The latest in a long line of Hindi films in which the police aim to dispense justice rather than simply enforce the law, Singham has a hero who uses family funds to save young defaulters from jail, obligingly sheds his police uniform to beat up thugs who challenge his masculinity, and eventually singlehandedly takes on Jayakant Shikre. But really, how tough is it to take on anything, when villainous hoods quake before you and cars somersault at your touch?
Rohit Shetty's remake transposes 2010's Tamil hit Singam from Tamil Nadu's Tuticorin district to the village of Shivgad on the Goa-Maharashtra border, makes its hero a Maratha, and changes the plot around a little. But happily, it retains as villain the original film's most colourful actor, Prakash Raj, who alternates between unspeakably evil and hilariously deadpan and gets the best lines ("Meri baat koi sunta hai? Toh Kareena Kapoor ko Pradhan Mantri bana do"). Meanwhile, Ajay Devgn spends his time trying to rile him and slapping his men around to the accompaniment of Sanskrit chants and flying automobiles in slow motion. There's also the insufferable simpering Kaajal Aggarwal, who makes her entry wearing a bhoot mask and swaying (don't ask) and graduates to coyly basking in the glory of her boyfriend's superhero punches – when she's not egging him on to even greater heroics, like saying "I love you".
The film wants to be that currently fashionable thing: a 'retro' 80s style potboiler, in which there is no apology made for holes in the plot or paper-thin characters, as long as there are a few clapworthy dialogues and it can be described as "larger than life". But really, all that's larger than life in Singham is Devgn's muscles.
MEMORIES IN MARCH
Director: Sanjoy Nag
Starring: Deepti Naval, Rituparno Ghosh, Raima Sen
Sanjoy Nag's directorial debut – released in April 2011, and now on DVD – is billed as an English film (and it won the 2010 National Award in that category) but actually lets its characters switch easily between English, Bengali and Hindi. This freedom to transition between languages depending on context – one we take for granted in our lived experience, but so rarely grant to our cinematic characters – lends the film a rare lifelike quality.
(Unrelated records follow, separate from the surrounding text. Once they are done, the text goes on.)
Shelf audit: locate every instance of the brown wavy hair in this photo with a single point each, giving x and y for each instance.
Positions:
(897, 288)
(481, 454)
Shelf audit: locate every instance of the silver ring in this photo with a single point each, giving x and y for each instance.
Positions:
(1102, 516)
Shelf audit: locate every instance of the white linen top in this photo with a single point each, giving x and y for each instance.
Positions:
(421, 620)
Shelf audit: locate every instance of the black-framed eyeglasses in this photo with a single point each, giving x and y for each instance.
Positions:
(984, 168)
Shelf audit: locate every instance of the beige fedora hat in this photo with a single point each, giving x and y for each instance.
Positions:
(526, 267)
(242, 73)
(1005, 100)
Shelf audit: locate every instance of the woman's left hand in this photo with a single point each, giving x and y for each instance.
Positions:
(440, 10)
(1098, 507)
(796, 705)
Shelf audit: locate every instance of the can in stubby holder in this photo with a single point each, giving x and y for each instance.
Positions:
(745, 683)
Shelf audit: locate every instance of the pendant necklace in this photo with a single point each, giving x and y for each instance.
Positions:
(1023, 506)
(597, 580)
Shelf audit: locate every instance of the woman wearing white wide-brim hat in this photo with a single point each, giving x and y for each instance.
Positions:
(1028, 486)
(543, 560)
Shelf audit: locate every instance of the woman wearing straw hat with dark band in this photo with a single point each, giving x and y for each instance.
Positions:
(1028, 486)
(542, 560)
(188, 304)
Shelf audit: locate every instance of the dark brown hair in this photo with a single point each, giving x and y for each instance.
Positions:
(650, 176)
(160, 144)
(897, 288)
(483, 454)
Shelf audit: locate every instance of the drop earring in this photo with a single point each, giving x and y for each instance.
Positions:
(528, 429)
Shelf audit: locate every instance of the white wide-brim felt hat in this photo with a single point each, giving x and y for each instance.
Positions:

Nag's film is also unusual in dealing with an 'issue' – social attitudes towards non-heterosexual relationships – without hitting its audience over the head with it.
Art curator Arati Mishra (Deepti Naval) arrives in Calcutta for the funeral of her son Siddharth, a successful young advertising executive who has died in a car accident the previous night. An aging but still remarkably graceful woman, very close to her son but independent enough to live her own life in Delhi, Naval's Arati is the personification of dignified grief. She is reluctant at first to accept the help proffered by her son's colleague Sahana (Raima Sen) and his boss Arnab (played by Rituparno Ghosh, who is also the scriptwriter), people she thinks of as strangers. But she soon finds out that it is she who is a stranger to a large chunk of her son's life: his sexuality, which she must now come to terms with.
Ghosh's script is, as is his wont, a talky one. There is no 'action' to speak of, just a series of conversations that happen entirely indoors. Along with the read-aloud letters, phone messages and voicemails, it can feel a bit clunky. It doesn't help that Ghosh has written himself dialogues that are tiresomely pedagogical (eg. a reference to aquariums brings on a rant about putting life into boxes), but he seems very much at ease playing himself. But it is Naval who shows again what a stupendous actress she is, moving from quiet dignity to shock, vulnerability, and eventually acceptance as she gets to know her son afresh, this time through his lover. Between Naval's able histrionics and Debojyoti Mishra's lovely score (reminiscent of his music for Raincoat), Memories cannot fail to move you.